Leff and Johns Hopkins had worked with Arizona-based Presbysterian Healthcare Services — a not-for-profit health system and insurer — since 2008. Likewise, New York-based Mount Sinai Health System had worked with Johns Hopkins on a CMS demonstration from 2014 to 2017.
“That was a wildly successful demonstration,” Leff said. “But once the demo was over, that payment went away. So Mount Sinai took their hospital-at-home model and then started to develop risk contracts with Medicare Advantage plans in the New York market, thus sustaining their hospital-at-home.”
Mount Sinai, which has a network of eight hospital campuses, now works with the Nashville, Tennessee-based Contessa Health to facilitate its program.
These and others have found ways to keep their hospital-at-home programs alive despite a lack of reimbursement because the concept works so well, Leff said. Hospital-at-home has been particularly applicable during the COVID-19 pandemic, as patients have shied away from institutional-based settings and hospital capacity has been of grave concern.
Par for the course
The U.S. continues to be a laggard when it comes to hospital-at-home models. Plenty of countries in Europe have banked on this type of in-home care for years now.
But Leff is hoping that the COVID-19 crisis will be the tipping point that leads to widespread adoption.
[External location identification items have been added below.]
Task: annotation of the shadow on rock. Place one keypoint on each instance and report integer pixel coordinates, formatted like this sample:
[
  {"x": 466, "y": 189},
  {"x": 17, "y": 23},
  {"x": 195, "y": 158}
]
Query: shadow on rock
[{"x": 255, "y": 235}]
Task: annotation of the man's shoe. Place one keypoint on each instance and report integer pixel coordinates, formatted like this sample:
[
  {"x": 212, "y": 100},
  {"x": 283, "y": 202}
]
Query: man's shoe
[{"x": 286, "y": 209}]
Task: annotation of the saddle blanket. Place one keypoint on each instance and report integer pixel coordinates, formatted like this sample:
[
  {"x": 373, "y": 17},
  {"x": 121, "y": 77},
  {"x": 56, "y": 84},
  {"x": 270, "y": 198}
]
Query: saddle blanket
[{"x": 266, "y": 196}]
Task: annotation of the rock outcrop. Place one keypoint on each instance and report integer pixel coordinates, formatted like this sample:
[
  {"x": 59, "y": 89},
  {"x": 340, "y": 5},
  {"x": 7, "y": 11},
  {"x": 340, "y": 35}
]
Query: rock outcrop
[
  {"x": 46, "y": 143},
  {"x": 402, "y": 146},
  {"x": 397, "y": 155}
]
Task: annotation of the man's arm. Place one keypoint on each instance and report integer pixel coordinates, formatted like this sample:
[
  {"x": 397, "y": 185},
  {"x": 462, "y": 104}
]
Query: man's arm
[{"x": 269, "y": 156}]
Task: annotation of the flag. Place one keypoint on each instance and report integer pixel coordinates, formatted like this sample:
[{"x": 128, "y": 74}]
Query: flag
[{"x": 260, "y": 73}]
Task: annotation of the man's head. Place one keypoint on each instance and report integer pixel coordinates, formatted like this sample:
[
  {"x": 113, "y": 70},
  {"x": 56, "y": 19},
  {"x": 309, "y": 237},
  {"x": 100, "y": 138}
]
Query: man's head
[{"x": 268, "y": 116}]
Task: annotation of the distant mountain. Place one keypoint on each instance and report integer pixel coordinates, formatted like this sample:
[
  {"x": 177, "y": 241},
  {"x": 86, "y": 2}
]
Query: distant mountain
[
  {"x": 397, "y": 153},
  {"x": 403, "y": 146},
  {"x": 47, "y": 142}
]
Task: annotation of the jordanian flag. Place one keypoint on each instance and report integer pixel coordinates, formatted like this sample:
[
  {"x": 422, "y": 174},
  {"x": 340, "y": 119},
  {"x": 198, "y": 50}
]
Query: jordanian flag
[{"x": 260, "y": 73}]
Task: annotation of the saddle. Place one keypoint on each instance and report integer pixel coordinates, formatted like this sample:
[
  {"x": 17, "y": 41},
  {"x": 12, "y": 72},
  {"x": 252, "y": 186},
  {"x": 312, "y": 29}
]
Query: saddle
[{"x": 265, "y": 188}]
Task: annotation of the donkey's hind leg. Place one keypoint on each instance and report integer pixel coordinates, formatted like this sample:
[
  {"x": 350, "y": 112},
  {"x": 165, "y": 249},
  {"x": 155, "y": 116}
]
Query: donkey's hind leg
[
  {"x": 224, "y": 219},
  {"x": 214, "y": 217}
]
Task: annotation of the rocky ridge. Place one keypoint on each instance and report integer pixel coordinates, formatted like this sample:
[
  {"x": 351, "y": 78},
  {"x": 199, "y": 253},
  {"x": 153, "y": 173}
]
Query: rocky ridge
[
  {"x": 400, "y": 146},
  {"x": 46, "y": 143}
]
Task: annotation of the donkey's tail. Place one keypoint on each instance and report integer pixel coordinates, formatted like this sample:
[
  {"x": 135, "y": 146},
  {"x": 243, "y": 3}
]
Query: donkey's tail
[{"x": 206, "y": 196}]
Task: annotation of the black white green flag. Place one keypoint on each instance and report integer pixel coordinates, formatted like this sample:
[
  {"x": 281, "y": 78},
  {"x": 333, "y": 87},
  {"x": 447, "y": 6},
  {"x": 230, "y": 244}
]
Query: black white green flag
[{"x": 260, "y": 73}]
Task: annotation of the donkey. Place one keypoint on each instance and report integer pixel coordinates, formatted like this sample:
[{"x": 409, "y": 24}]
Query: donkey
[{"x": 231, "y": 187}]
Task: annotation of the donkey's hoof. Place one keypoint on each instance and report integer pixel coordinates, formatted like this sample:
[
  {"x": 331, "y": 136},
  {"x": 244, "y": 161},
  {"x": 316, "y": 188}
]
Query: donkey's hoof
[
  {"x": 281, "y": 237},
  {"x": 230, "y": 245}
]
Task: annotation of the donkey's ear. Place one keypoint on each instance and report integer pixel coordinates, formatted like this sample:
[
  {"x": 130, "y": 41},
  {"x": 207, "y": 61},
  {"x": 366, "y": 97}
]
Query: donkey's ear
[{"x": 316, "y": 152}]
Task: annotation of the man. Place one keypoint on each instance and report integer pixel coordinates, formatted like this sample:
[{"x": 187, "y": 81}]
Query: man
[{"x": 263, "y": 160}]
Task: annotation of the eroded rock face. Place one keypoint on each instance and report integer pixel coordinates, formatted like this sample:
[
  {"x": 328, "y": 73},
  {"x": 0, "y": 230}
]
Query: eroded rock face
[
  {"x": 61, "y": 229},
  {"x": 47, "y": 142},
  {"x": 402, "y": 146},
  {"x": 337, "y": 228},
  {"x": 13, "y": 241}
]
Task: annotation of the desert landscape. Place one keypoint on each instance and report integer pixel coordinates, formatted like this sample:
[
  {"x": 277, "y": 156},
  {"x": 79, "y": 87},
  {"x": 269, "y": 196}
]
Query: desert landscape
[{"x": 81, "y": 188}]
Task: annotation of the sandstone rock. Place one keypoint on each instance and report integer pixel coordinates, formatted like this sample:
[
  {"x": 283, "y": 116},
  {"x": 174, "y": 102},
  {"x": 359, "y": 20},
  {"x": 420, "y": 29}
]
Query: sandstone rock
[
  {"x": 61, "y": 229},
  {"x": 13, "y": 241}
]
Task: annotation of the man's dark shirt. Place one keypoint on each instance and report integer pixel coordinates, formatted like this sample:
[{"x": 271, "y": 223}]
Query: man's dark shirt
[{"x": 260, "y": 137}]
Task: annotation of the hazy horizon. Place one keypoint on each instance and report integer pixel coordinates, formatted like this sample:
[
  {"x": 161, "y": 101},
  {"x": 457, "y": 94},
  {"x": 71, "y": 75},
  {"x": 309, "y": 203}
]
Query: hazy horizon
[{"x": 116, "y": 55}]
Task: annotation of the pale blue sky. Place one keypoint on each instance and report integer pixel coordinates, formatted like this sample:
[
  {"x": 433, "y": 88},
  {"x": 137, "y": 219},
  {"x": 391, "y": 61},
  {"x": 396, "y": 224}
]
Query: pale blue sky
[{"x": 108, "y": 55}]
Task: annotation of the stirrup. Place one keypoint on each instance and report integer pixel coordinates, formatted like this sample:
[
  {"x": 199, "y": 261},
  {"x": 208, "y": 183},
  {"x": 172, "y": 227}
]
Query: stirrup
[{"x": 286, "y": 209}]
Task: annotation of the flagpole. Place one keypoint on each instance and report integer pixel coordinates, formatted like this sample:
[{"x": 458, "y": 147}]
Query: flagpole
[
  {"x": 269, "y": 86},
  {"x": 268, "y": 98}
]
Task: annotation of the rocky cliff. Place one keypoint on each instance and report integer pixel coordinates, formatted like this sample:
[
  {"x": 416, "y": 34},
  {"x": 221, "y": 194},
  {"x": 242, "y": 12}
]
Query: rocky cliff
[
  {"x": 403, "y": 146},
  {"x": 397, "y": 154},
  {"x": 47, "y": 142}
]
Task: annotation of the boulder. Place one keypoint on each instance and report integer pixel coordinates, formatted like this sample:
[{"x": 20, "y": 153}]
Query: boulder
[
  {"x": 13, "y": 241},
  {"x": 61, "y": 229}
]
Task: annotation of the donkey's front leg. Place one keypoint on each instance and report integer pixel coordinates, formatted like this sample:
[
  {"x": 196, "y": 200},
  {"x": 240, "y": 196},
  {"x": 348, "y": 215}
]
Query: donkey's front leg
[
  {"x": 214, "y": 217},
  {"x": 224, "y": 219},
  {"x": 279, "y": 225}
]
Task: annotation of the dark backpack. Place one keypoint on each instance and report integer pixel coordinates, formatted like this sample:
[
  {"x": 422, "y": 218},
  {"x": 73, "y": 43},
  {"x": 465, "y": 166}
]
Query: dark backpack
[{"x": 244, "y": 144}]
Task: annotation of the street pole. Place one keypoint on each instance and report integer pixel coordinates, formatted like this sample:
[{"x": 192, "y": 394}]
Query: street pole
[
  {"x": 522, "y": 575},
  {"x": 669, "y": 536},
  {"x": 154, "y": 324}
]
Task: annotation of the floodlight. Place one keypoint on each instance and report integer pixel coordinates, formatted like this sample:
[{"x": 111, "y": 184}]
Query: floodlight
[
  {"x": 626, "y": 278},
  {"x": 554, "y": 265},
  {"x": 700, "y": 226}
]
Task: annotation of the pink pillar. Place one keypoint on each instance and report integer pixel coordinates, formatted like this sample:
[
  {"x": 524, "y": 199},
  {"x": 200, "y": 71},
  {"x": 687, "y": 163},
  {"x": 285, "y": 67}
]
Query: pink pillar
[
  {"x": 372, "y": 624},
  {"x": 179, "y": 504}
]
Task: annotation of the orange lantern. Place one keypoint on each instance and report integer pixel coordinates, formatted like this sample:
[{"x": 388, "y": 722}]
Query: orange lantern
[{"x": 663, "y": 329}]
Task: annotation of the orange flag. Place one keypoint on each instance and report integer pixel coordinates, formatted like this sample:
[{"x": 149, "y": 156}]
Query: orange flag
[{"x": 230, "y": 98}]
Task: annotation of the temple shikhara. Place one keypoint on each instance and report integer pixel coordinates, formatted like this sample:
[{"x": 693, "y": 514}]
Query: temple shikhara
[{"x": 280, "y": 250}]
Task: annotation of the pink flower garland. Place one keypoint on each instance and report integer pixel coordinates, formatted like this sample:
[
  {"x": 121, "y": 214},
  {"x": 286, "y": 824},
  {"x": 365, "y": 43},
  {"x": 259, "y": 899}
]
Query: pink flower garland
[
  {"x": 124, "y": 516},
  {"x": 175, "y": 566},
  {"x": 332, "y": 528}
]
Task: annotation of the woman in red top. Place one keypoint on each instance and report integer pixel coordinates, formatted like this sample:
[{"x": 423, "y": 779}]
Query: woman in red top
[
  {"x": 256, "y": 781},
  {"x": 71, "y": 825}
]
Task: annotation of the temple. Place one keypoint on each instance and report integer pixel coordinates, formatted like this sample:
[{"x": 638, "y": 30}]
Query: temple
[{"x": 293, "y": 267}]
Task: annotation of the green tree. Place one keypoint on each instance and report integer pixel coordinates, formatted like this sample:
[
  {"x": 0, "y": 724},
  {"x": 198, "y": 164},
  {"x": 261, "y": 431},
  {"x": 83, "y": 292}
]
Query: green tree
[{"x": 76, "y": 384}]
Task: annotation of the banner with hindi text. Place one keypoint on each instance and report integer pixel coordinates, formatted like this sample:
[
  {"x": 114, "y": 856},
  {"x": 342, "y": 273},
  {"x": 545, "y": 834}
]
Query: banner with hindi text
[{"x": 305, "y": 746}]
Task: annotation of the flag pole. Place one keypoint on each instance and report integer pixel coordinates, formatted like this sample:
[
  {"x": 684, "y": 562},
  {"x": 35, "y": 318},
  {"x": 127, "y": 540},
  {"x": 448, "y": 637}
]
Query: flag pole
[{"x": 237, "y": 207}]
“I think it’s just par for the course, in some ways, for health care delivery and innovation, in general,” Leff said. “It usually takes 17 or 18 years for innovation implementation to set in. But there are dozens and dozens of randomized, controlled trials of hospital-at-home. When you put them together … , the results for hospital-at-home are actually quite stunning.
Now that hospital-at-home has piqued the interests of health systems across the country, each has a decision to make: whether to build their own program or license the framework from someone else.
Johns Hopkins enables providers to license out its model, but that decision really should be made on a provider-by-provider basis, experts say.
Illinois-based Quincy Medical Group, for example, did elect to license out the Johns Hopkins model. In its nearly three-year implementation of hospital-at-home, it wanted to lean on the original innovators, QMG Interim CMO Dr. Rick Noble told HHCN in December.
“This way, we won’t have to reinvent the wheel,” Noble said. “We basically purchased their best care protocols that we’re going to implement.”
There is a lot of information on best practices that is publicly available, however. And on top of that, home-based care organizations — especially ones like Contessa Health — are often great partners in helping launch hospital-at-home programs.
Not licensing out also allows organizations to customize their own model, in line with their own operations.
The backwards bicycle
The hospital-at-home model works. So why hasn’t it been widely adopted and supported sooner? Leff likened it to learning how to ride a bicycle backwards.
Although it seems like a straightforward challenge, it’s not a simple learning process. The implementation of hospital-at-home is similar, in the sense that providers have to re-learn how to deliver care completely, which takes a long time.
“It’s sort of the difference between understanding you need to change, knowing how to change and making the change, because some things are just so hardwired into systems,” Leff said. “Rewiring health care, health care delivery and attitudes — all of that is hard.”
It’s why home-based care providers have faced frustration over the years as their care delivery systems proved to be superior to others, but still weren’t widely adopted or recognized.
“It’s not just hospital-at-home, but home-based care delivery, in general,” Leff said. “But I do think that’s starting to change, especially as the value discussions change. And it’s all about leadership leading culture change, and moving things forward. So yeah, it’s been frustrating, sure. But I think persistence has been helpful.”